Soon after the March 11 quake and tsunami knocked out the plant's cooling systems, temperatures in the No. 1 reactor likely rose to more than 2,000 degrees Celsius, experts have said, well above the point at which the metal casings of the fuel rods would begin to melt. The fuel pellets inside would start melting at 2,800 degrees, potentially fusing into a dangerous large mass. Tepco estimates the fuel rods in the No. 1 reactor have been 55% destroyed, making it the worst-damaged of the plant's six reactors.
The temperature in the pressure vessel now hovers around 100 to 120 degrees Celsius, indicating progress in the cooling effort, Mr. Matsumoto said.
The tops of the four-meter-long fuel rods reach a little more than nine meters from the bottom of the pressure vessel; past data suggested the water was eight meters deep, enough to mostly submerge them. When workers entered the reactor building this week and corrected the water gauge, it told them the depth was just four meters.
If the rods were intact, that would leave them dry. But Mr. Matsumoto said he believes that some of the fuel slid down and is likely sitting in water.
A top U.S. Nuclear Regulatory Commission official expressed concern Thursday with potential structural problems at a stricken Japanese nuclear plant. "The reliability of instrumentation complicates our understanding of the exact plant conditions at any given time," said Bill Borchardt, the commission's executive director of operations.
Thursday's news signals likely delays as Tepco figures out how to deal with possible leaks. Tepco has injected 10.4 million liters of cooling water into the Reactor No. 1 vessel so far, much of which the company says it now suspects has been leaking from the pressure vessel and the larger beaker-shaped containment vessel that surrounds it.
That water is likely accumulating in the basement of the reactor building, where radiation levels are still too high for anyone to enter.

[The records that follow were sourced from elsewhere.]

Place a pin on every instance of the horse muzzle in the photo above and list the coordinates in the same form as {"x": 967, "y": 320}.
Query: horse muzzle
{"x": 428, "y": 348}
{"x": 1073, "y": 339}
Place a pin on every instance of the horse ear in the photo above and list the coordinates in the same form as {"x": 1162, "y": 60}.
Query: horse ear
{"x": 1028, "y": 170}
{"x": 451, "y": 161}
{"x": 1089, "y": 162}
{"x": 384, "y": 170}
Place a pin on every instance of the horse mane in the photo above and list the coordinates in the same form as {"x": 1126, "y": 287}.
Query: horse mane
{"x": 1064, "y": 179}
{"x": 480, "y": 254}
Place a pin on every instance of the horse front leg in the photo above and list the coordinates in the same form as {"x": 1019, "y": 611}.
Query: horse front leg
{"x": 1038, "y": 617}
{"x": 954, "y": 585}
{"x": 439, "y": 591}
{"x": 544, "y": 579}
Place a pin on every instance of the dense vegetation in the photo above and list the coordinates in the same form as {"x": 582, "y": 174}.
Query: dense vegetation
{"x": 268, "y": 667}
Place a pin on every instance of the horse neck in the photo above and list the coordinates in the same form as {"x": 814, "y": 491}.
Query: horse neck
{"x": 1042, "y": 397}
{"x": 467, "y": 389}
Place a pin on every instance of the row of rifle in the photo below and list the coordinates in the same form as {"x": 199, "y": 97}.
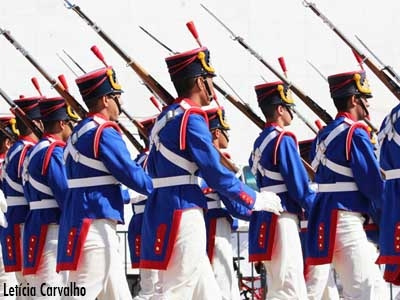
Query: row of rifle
{"x": 386, "y": 74}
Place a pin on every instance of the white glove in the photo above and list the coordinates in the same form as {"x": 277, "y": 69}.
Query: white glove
{"x": 3, "y": 209}
{"x": 268, "y": 201}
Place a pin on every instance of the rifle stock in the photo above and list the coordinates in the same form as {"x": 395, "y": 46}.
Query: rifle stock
{"x": 382, "y": 76}
{"x": 71, "y": 101}
{"x": 140, "y": 71}
{"x": 17, "y": 111}
{"x": 318, "y": 110}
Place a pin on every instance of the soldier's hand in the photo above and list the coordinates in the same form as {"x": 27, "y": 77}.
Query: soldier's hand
{"x": 3, "y": 209}
{"x": 268, "y": 201}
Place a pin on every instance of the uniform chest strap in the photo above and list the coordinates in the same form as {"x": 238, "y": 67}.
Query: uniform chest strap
{"x": 320, "y": 157}
{"x": 257, "y": 153}
{"x": 388, "y": 130}
{"x": 25, "y": 174}
{"x": 43, "y": 204}
{"x": 337, "y": 187}
{"x": 16, "y": 201}
{"x": 392, "y": 174}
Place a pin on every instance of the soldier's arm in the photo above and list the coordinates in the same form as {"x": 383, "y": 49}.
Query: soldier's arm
{"x": 208, "y": 159}
{"x": 117, "y": 159}
{"x": 294, "y": 173}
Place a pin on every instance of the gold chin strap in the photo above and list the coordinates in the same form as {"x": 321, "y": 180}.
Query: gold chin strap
{"x": 285, "y": 97}
{"x": 363, "y": 88}
{"x": 202, "y": 57}
{"x": 114, "y": 83}
{"x": 221, "y": 120}
{"x": 72, "y": 114}
{"x": 14, "y": 129}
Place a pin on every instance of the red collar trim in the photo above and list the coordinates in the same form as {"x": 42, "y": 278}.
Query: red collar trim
{"x": 51, "y": 136}
{"x": 27, "y": 138}
{"x": 271, "y": 124}
{"x": 99, "y": 115}
{"x": 187, "y": 100}
{"x": 346, "y": 115}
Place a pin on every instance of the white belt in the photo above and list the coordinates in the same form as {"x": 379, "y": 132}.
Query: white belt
{"x": 392, "y": 174}
{"x": 16, "y": 200}
{"x": 42, "y": 204}
{"x": 91, "y": 181}
{"x": 303, "y": 224}
{"x": 176, "y": 180}
{"x": 279, "y": 188}
{"x": 337, "y": 187}
{"x": 212, "y": 197}
{"x": 214, "y": 204}
{"x": 139, "y": 209}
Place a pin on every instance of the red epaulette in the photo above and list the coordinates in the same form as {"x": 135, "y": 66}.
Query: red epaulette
{"x": 99, "y": 131}
{"x": 278, "y": 141}
{"x": 48, "y": 154}
{"x": 350, "y": 133}
{"x": 24, "y": 151}
{"x": 185, "y": 119}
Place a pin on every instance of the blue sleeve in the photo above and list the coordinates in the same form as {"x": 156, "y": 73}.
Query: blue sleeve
{"x": 294, "y": 173}
{"x": 57, "y": 176}
{"x": 117, "y": 159}
{"x": 207, "y": 158}
{"x": 365, "y": 168}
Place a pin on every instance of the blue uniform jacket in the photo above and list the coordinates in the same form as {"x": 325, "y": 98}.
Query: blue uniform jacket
{"x": 104, "y": 144}
{"x": 135, "y": 224}
{"x": 281, "y": 155}
{"x": 165, "y": 205}
{"x": 389, "y": 240}
{"x": 46, "y": 167}
{"x": 358, "y": 155}
{"x": 10, "y": 237}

If so, Tepco would need another huge operation to collect and decontaminate the water, similar to one already conducted at Reactor No. 2.

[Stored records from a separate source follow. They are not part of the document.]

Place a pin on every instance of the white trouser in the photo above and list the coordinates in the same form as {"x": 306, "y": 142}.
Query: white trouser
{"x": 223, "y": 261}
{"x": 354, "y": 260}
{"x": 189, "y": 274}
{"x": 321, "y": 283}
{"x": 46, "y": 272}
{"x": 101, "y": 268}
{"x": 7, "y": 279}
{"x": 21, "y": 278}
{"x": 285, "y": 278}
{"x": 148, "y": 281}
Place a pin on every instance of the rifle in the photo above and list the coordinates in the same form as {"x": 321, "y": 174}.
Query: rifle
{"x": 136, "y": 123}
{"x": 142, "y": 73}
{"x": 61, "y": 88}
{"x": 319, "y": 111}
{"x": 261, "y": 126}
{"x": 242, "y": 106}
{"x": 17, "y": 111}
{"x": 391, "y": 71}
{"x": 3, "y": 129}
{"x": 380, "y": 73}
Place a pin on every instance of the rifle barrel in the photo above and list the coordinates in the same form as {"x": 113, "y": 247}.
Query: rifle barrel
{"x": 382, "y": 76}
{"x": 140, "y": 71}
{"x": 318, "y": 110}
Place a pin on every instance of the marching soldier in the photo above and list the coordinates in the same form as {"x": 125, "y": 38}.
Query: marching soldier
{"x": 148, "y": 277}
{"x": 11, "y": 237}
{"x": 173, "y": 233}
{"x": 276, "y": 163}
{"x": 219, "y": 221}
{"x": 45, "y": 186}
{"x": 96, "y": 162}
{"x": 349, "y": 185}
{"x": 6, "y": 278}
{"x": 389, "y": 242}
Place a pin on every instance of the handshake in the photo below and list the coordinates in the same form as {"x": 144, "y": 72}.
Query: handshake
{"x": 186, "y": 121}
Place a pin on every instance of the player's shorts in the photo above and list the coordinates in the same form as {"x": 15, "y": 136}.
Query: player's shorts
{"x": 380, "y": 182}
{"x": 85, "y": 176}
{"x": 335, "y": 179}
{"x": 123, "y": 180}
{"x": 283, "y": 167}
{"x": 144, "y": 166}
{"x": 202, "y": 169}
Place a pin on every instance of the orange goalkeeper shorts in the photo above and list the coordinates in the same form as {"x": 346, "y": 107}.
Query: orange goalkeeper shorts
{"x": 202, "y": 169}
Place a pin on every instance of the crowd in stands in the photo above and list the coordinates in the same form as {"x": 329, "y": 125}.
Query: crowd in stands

"The biggest challenge for us is how to repair damaged parts of the containment vessel," Mr. Matsumoto said.
Tepco and regulators have a six-to-nine-month road map to bring all the reactors to a state of cold shutdown and end the continued release of radiation that has forced mass evacuations from the area.
Since May 6, the company has tried to flood the No. 1 containment vessel with enough water to submerge the pressure vessel and bring the temperature of the fuel inside to a safe temperature. Tepco will have to revise its plans to fill the reactor unit with water, since that requires the containment vessel be whole.
Workers would have to fix any leaks in the containment vessel before the pressure vessel could be submerged, Mr. Matsumoto said. That presents problems too, since the area around the containment vessel is highly radioactive, meaning that workers can't be there for long.